When thinking about continuous process improvement it is easy to do so in terms of finding new methodologies or ways of doing things. However, we should be mindful that there is much to learn from what we do today.
An incident in the ‘Knight’ home came as a personal reminder to me that continuous improvement can be just as much about what we do each day and the importance of sharing best practice with one another as it is about different ways of doing things.
My four year old daughter was having a crisis (in a way that only a four year can) because she couldn’t get her left sock on straight when the right one had surrendered straight away.
Wanting to encourage her to do it herself, I suggested that she simply repeat what she had done when putting the first sock on. As my daughter’s “I can’t” responses steadily got louder it occurred to me that she may not be consciously aware of the key factors that made her first attempt successful. As is the case in many business situations and processes, we are often left scratching our heads at the variable results we achieve, feeling frustrated and generally powerless to do anything about it.
I decided to brave the resistance I would naturally receive for trying to help and sat down on the floor next to my daughter. “Just try one more time,” I asked, whilst observing her approach intently.
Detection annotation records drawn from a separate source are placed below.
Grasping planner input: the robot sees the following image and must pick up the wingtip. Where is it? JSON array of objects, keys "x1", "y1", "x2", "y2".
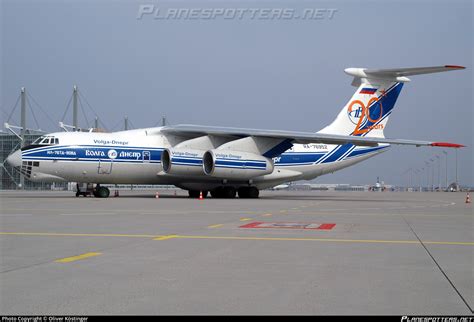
[
  {"x1": 431, "y1": 142, "x2": 466, "y2": 149},
  {"x1": 444, "y1": 65, "x2": 466, "y2": 69}
]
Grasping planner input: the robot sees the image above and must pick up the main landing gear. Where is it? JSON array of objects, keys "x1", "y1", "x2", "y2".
[
  {"x1": 188, "y1": 186, "x2": 259, "y2": 199},
  {"x1": 76, "y1": 183, "x2": 110, "y2": 198}
]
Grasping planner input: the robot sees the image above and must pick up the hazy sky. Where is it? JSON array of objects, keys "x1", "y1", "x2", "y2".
[{"x1": 0, "y1": 0, "x2": 474, "y2": 185}]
I then proceeded to take my own sock off and put it back on, whilst trying to be very conscious of what I was doing as well. When I compared the two approaches I noticed that if she changed her leg position her foot would be at the same angle as the sock she was holding. I showed her this and then we practised several times – success!
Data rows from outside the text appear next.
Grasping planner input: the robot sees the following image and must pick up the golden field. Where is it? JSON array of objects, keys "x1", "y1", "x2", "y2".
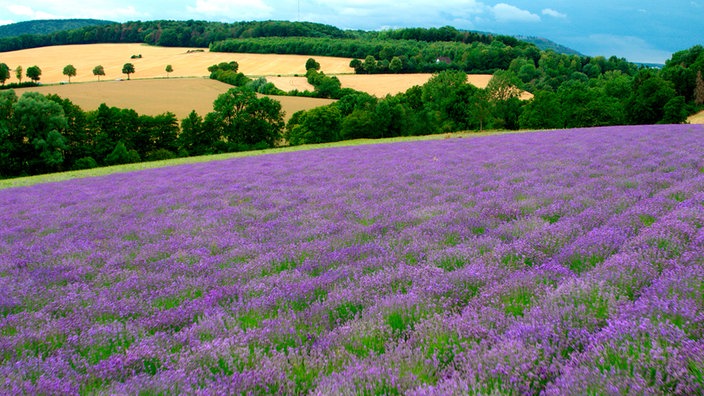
[{"x1": 0, "y1": 44, "x2": 353, "y2": 84}]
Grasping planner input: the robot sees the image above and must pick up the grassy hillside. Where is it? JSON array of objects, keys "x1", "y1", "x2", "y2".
[{"x1": 0, "y1": 19, "x2": 116, "y2": 38}]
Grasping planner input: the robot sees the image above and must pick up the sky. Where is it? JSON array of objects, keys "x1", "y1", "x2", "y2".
[{"x1": 0, "y1": 0, "x2": 704, "y2": 63}]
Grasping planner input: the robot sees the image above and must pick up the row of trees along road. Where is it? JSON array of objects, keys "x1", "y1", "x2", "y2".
[
  {"x1": 0, "y1": 63, "x2": 174, "y2": 86},
  {"x1": 0, "y1": 49, "x2": 704, "y2": 177},
  {"x1": 0, "y1": 88, "x2": 284, "y2": 178}
]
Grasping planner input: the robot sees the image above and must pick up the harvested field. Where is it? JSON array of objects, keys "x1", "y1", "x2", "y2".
[
  {"x1": 2, "y1": 44, "x2": 352, "y2": 84},
  {"x1": 266, "y1": 73, "x2": 533, "y2": 100},
  {"x1": 16, "y1": 78, "x2": 333, "y2": 120}
]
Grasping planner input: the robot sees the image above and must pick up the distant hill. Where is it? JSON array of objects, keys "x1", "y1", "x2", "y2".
[
  {"x1": 515, "y1": 36, "x2": 584, "y2": 56},
  {"x1": 0, "y1": 19, "x2": 116, "y2": 38}
]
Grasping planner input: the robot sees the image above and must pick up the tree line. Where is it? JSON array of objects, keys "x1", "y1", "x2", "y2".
[
  {"x1": 0, "y1": 87, "x2": 284, "y2": 178},
  {"x1": 210, "y1": 37, "x2": 540, "y2": 74},
  {"x1": 0, "y1": 46, "x2": 704, "y2": 177},
  {"x1": 0, "y1": 20, "x2": 354, "y2": 52}
]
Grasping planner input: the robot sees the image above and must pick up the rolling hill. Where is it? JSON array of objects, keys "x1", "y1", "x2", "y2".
[{"x1": 0, "y1": 19, "x2": 116, "y2": 38}]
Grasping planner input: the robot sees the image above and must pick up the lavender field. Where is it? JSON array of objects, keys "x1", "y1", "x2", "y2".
[{"x1": 0, "y1": 125, "x2": 704, "y2": 395}]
Deep process knowledge and best practice is already commonplace within our organisations, the problem is it is often fragmented across many people and buried deep within subconscious habit. We may see glimpses of this in our ‘go to’ operators but for the main part, it is hidden in the noise of day to day performance.
Just think, if we could capture and combine all of this best practice and then adopt it wholeheartedly across our organisations, the resulting change in both level and consistency of performance could be huge. Yet, in a way we wouldn’t be doing anything new, we would be combining the best of what everyone already does!
So, in managing process improvement, our role is much more than simply asking people to find new ways. It is to encourage people to reacquaint themselves with what they do, share and learn from each other and of course try things out to see if they work in reality. When we do uncover good practice, we should seek out ways to help those concerned adopt the knowledge and skills easily so that everyone can do their best work, everywhere, every time. Forever.
For the answer to this question, I am reminded of a Manufacturing Manager I had the pleasure of meeting around a year ago. His approach to continuous improvement is simple yet effective. He has set up a system where process operators are invited to video themselves whilst they work and then review it with their teammates. They highlight things they like, points of clarification and then discuss what they have learnt. Although difficult at first, perseverance created results that speak for themselves. Together they have developed a basic training manual for what was previously regarded as a black art, manual process where there were either ‘heroes or villains’. Now, all operators have access to the knowledge and skills they need to do their best work. By redesigning some of the basic equipment they use, they have also reduced the risk of repetitive stress injury issues as well.
What I have described here is the act of process standardisation, which when viewed firstly as a process of seeking out good practice, rather than making activities consistent, becomes the very foundation of continuous improvement.
So, the answers we are looking for may have been right in front of us all of the time!